Cahoon, 26, was the guest of honor in a parade Tuesday afternoon to mark his participation in the International Special Olympics World Summer Games in Los Angeles. He was a member of the U.S. 7-A side soccer team, which on Saturday won the bronze medal after defeating the Faroe Islands team 3-2.
Cahoon was one of four metro-east residents at the games and was the only area athlete to compete there.
“It’s exciting, it really is,” said Connie Schilling shortly before the parade came past the First Baptist Church lawn where she and her family watched. “And it couldn’t have happened to a better kid. He loves his God. That’s the most important thing in his life.”
Schilling would know. She goes way back with Cahoon’s family from the days when they worshiped together at a now-closed church on the south side of town. “I used to change his diapers,” she said.

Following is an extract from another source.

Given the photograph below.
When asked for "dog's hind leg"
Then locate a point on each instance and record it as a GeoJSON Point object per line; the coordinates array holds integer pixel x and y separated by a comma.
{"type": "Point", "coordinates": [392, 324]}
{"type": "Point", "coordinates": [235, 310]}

Townspeople lined Main Street uptown, cheering and waving American flags and homemade posters as Cahoon passed by, waving and wearing a smile a mile wide, from the bed of a pickup truck. One of his coaches, Rich Crothers of Mascoutah, was driving the truck. A Marissa fire truck, police cars from Marissa and Freeburg and a handful of motorcyclists flanked Cahoon along the parade route.
After the parade, residents gathered at the community building for a meal and reception.

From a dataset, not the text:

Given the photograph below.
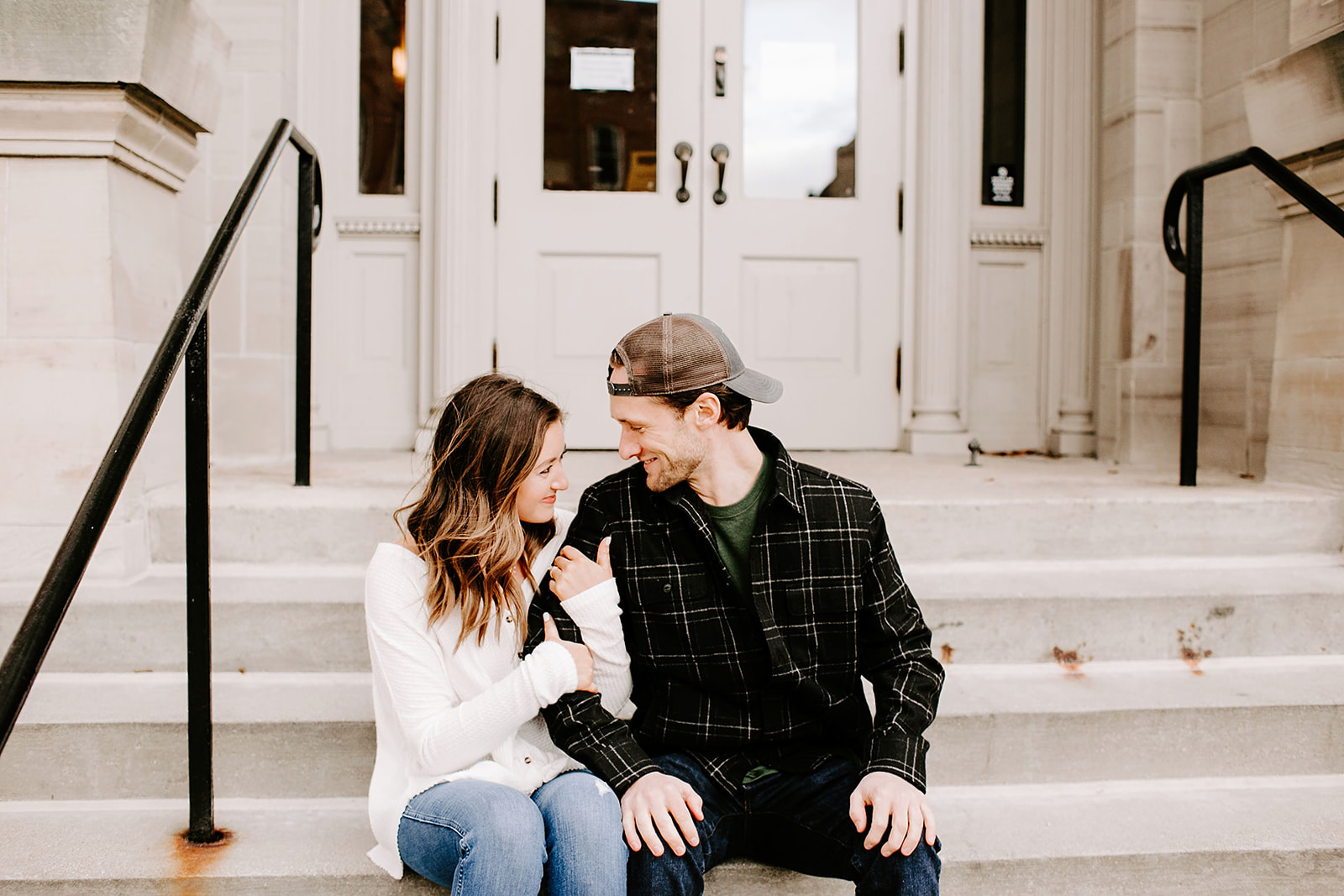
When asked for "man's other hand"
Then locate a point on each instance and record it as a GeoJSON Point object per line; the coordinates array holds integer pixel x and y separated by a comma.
{"type": "Point", "coordinates": [895, 804]}
{"type": "Point", "coordinates": [659, 804]}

Cahoon said playing soccer on an international level was “unbelievable.”
Part of his experience that will stick with him, he said, was the fact that teams competing against one another in each day’s games joined together for dinner each evening. He also appreciated the fans who seemed to “come out of the woodwork” to shake hands, give hugs and ask him to sign soccer balls and dollar bills.
“A kid even asked me to sign his forehead,” Cahoon said. “It was overwhelming.”

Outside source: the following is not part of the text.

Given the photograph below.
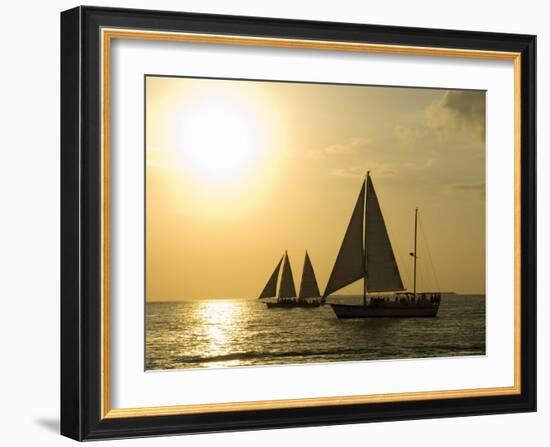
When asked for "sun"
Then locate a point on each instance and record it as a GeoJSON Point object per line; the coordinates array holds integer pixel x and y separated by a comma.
{"type": "Point", "coordinates": [218, 139]}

And then there was the homecoming.
“What really hit me was coming through town, seeing old school teachers I haven’t seen in years, family I haven’t seen in years,” Cahoon said about the parade. “The plane ride (from Los Angeles) was long and delayed, the train was long, I was tired and weary. I’m not even tired anymore. I’m alive.”
But being back home in Marissa means getting back to business. Cahoon will be back at work at the New Athens Home for the Aged Wednesday.